Phase-transition properties of glycerol–dipalmitate lipid bilayers investigated using molecular dynamics simulation

Abstract

The phase- and phase-transition properties of glycerol–dipalmitate (GDP) bilayer patches are investigated using molecular dynamics simulations. This permits to characterize the influence of introducing a second aliphatic lipid tail by comparison to previously reported simulations of glycerol-1-monopalmitate (GMP).
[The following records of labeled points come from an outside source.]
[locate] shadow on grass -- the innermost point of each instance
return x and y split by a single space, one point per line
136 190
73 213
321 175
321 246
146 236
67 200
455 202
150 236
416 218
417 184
To this purpose, a set of 67 simulations (up to 300ns duration) of 2×8×8GDP bilayer patches are performed, considering the two GDP isomers glycerol-1,3-dipalmitate (13GDP) and glycerol-1,2-dipalmitate (12GDP; racemic), two hydration levels (12GDP only), and temperatures in the range 250–370K. In agreement with experiment, the GDP simulations reveal an increase in the main transition temperature by about 25K relative to GMP, and the occurrence of non-bilayer phases at high temperatures (inverted-cylinder or stacked phases). Structurally, the GDP system tends to evidence a tighter packing of the chains, a reduced extent of tilting, increased order parameters and a reduced fluidity. These differences are easily interpreted in terms of two key changes in molecular properties when going from GMP to GDP: (i) the reduction of the headgroup polarity and hydration (from two free hydroxyl groups to a single one); (ii) the increase in the effective tail cross-section relative to the (hydrated) headgroup cross-section, conferring to GDP a particular wedge shape. These two effects contribute to the relative instability of the liquid-crystalline phase, the stability being recovered in nature when the diglyceride headgroup is functionalized by a bulky or/and polar substituent.